D1 is the default low-ops hosted path for small and medium deployments. The practical ceiling depends on event volume, cardinality, and retention, so heavy installs should move to the Node collector with Postgres plus S3-compatible blob storage before D1 becomes the bottleneck.

How does it handle PII and GDPR?

Self-hosting is the headline answer: data never leaves your infrastructure, so residency and processor questions reduce to where you deploy. On top of that, the usage-event pipeline applies default-redact scrubbing on ingest; fields named like email, token, password, authorization, or cookie are stripped from context and properties JSON before storage. Session replays use rrweb, which masks input fields by default and supports per-element block/mask attributes.

Does it support SSO or multi-user dashboards?

Not today. Two auth boundaries ship: a write-only ingest API key for SDKs and a single password for the dashboard. Multi-user, RBAC, and SSO are out of scope and tracked separately. Most teams put the dashboard behind their existing identity proxy, such as Cloudflare Access or Tailscale, in the meantime.

Can I migrate from Datadog, Sentry, or PostHog?

Sentry, PostHog, Honeycomb, and older @obs/* package migrations are covered in the docs.
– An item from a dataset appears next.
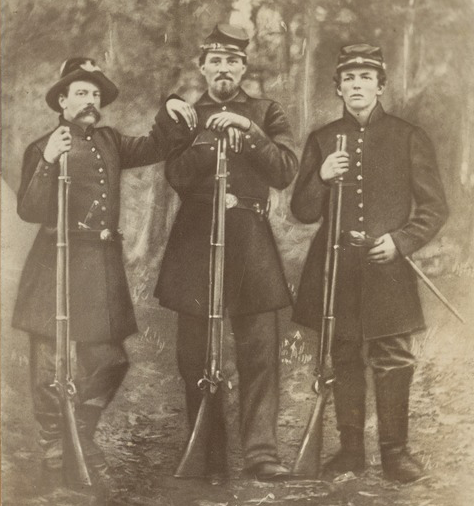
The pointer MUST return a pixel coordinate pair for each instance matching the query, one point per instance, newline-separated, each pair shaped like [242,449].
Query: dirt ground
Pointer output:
[143,431]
For Datadog, OTLP-native ingest accepts the standard OpenTelemetry SDK over OTLP HTTP, so traces and logs are usually a configuration change; a dedicated walkthrough is tracked separately.

Does it work with my existing OpenTelemetry SDK?

Yes. The collector accepts OTLP over HTTP using JSON or protobuf, with gzip. gRPC is intentionally not supported because Cloudflare Workers cannot host it, and OTLP HTTP covers every official SDK. The first-party SDKs are thin wrappers that point the standard OpenTelemetry SDK at the collector and add OpenInference helpers for LLM and tool spans.

Is it free and open source?

Yes. Observability Unified is MIT-licensed. You pay only for the infrastructure you run it on. For production, choose either Cloudflare Workers with D1/R2, or the Node collector on AWS, GCP, Azure, Fly.io, Render, Kubernetes, or any cloud that can provide Postgres and S3-compatible object storage.